1982 Anayasasının ilk şekline göre, Yargıtay üyelerinin tamamını ve Danıştay üyelerinin ¾’ünü HSYK, HSYK üyelerini ise Yargıtay ve Danıştay üyeleri seçmekteydi. Böylesine kapalı devre bir sistemin yargıyı toplumsal taleplere ve değişime kapattığı, demokratik meşruluğu sağlamadığı ve yüksek yargının diğer hâkim ve savcılara yabancılaştığı eleştirilerine sebep olmaktaydı. 2010 Anayasa değişikliği ile ağırlıklı olarak hâkim ve savcıların seçimleri ile oluşan bir HSYK kurulmasına rağmen, Anayasa Mahkemesinin, Anayasa’daki HSYK seçimleri için bir kişinin sadece bir adaya oy vereceği şeklindeki hükmü iptal etmesi, oluşacak HSYK’daki çoğulculuğu önlemiş ve kazananın tüm üyelikleri kazandığı, kaybedenin her şeyi kaybettiği bir sistem doğurmuştur. Nitekim 2010 seçimleri böyle bir sonuç vermiş ancak YBP, 2010 Anayasa değişikliği ile amaçlanan çoğulcu yapıyı dolaylı yoldan gerçekleştirmiştir. Bundan sonraki süreçte yapılması gereken, yargının kendi içerisinden ve dışarıdan gelebilecek her türlü etkiden bağımsız olarak, salt hukuki ilke ve değerlere uygun bir şekilde çalışması için gerekli imkânların sağlanmasıdır.    
 
Yargıya ilişkin acil tehditlerin, kısa vadede bu seçimle giderildiğini söylemek mümkün olsa da, uzun vadede ele alınması gereken çok daha fazla yapısal sorun olduğunu söylemek gerekir.

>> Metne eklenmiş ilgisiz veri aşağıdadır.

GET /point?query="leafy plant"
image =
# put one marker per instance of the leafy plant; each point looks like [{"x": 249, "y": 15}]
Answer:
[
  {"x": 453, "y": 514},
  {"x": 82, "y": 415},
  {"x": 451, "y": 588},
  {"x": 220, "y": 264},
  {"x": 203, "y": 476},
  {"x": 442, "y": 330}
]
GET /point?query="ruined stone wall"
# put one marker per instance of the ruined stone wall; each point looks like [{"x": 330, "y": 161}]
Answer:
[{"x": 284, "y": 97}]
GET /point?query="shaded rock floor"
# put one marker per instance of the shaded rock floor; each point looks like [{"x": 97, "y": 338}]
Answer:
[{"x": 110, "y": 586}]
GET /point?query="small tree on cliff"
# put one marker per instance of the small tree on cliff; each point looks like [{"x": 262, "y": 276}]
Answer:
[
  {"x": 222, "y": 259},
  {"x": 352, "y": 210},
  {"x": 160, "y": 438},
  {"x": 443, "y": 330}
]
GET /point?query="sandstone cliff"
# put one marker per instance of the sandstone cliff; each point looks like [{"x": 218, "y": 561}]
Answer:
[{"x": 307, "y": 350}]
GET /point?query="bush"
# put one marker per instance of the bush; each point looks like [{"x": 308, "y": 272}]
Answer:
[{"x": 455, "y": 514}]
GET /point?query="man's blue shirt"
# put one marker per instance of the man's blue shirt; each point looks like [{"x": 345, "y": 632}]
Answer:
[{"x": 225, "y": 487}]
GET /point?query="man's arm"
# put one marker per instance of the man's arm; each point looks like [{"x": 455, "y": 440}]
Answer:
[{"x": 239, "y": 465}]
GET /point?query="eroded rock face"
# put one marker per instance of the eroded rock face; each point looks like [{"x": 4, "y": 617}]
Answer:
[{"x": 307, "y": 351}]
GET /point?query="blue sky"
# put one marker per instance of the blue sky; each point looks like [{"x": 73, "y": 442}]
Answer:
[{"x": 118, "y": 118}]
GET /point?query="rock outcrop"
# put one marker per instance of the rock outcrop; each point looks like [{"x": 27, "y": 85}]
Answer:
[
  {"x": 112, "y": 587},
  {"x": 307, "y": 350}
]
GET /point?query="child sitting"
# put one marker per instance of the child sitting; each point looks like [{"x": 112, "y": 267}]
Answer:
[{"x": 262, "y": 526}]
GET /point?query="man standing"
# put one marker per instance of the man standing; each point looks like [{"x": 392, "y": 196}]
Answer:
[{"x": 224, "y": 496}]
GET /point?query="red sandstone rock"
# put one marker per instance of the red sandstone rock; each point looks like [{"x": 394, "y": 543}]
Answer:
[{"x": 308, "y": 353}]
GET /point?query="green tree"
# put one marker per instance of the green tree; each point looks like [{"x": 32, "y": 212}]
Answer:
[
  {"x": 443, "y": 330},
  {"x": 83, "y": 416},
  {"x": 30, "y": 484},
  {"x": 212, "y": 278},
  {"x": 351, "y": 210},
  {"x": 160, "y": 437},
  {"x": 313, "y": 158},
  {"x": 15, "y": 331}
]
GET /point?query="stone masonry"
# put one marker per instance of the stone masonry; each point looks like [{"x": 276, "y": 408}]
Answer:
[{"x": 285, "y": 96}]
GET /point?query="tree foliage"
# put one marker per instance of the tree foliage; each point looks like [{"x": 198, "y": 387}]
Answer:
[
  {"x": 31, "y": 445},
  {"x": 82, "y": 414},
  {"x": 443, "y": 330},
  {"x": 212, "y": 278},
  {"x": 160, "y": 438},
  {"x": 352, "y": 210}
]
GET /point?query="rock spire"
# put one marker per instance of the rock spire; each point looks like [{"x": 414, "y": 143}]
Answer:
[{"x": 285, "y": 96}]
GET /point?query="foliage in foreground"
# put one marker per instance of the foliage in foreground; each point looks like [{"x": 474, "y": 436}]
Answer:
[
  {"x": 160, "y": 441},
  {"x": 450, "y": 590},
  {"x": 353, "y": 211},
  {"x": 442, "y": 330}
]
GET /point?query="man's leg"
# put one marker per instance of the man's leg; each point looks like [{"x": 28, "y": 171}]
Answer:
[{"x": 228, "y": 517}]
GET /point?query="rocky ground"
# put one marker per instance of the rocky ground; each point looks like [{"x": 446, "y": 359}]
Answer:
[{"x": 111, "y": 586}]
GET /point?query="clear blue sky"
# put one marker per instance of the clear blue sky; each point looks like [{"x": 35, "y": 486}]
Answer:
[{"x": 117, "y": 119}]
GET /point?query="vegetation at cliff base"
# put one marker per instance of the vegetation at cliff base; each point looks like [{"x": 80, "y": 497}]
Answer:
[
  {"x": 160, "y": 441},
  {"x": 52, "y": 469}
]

Bu yapısal sorunları hukuk eğitimden yargının iş yüküne, yargıdaki kalite ve liyakat sorunlarından Türk ceza adaleti sisteminin sorunlarına kadar bir çok alanda görmek mümkündür. Ancak bu yazının konusunu olan HSYK için öncelikle üyelerinin seçimle belirlenmesi konusu yeniden değerlendirilmelidir. Yargı mensuplarının kendilerinin atama, tayin, terfi, nakil ve disiplin gibi özlük işlemlerini yürütecek idari yöneticilerini kendilerinin seçmesi, ilk başta ve kâğıt üzerinde demokratik bir yöntem olarak görünse de bu seçim süreçlerinde elde edilen tecrübeler, uygulamada bunun ‘kesin doğru’ olmadığını göstermektedir. Öncelikle seçim yöntemi, hâkim ve savcılar arasında kutuplaşmalara sebep olmaktadır. Bu kutuplaşma yargının içtihat kalitesi ya da bağımsızlığı üzerine değil, etnik veya politik temelde doğmaktadır. Yargıda verilen ürünler ya da bağımsızlık ve tarafsızlık temelli projeler dışında böylesine bir gruplaşmanın kabul edilmesi mümkün değildir. Siyasi görüşüne, etnik ya da dini kimliğine göre oy isteyen veya oy veren hâkimlerin gerçekten hâkim ya da böyle böyle bir yapının gerçekten yargı olduğunu söylemek güçtür.  
 
HSYK şimdi çoğulcu
 
Türkiye çapında yapılan kapsamlı bir seçimde bu tür gruplar oluşması ve bu gruplaşmaların ister istemez hâkim ve savcıları etkilemesi ya da baskı altına alması kaçınılmazdır. Seçimler ne kadar demokratik koşullarda yapılırsa yapılsın, seçimi kaybeden adayların ve onları destekleyenlerin baskı ya da dışlanmaya maruz kalacakları endişeleri ortaya çıkmaktadır. Bu yöndeki sorunlar, üniversite rektörlerinin öğretim üyeleri tarafından seçilmeleri usulünde çok daha uzun zamandır görülmekte ve eleştirilmektedir. Sadece üniversite rektörlerinin seçimlerine ilişkin tecrübeler dahi, seçim yöntemini tekrar ele almak için yeterlidir. 
 
Bütün bu sebeplerle yapılacak bir anayasa değişikliği ile üyelerin seçimi konusunda TBMM’ne yetki verilmesi düşünülebilir. Bu önerinin hemen siyasallaşma ve yargının yürütmenin etkisine girmesi eleştirilerini gündeme getireceğini biliyoruz. Ancak TBMM’nin bu seçimde 3/5 gibi yüksek bir oranla karar alması ve seçilecek kişilerde aranan niteliklerin artırılması bu endişeleri önemli oranda giderebilir. Hatta HSYK’ya seçilecek üyelerin yarısının iki yılda bir yenilenmesi gibi bir yöntemle, tüm üyelerin aynı TBMM çoğunluğu tarafından atanmasının önüne geçilebilir. Örneğin, beş üye 2014 yılında diğer beş üye ise 2016 yılında atanır, 2018 yılında ise ilk atanan beş üyenin yerine tekrar atama yapılır. Bu süreçlerde TBMM seçimleri de yenileneceğinden farklı ve çoğulcu bir HSYK üye profili oluşabilir.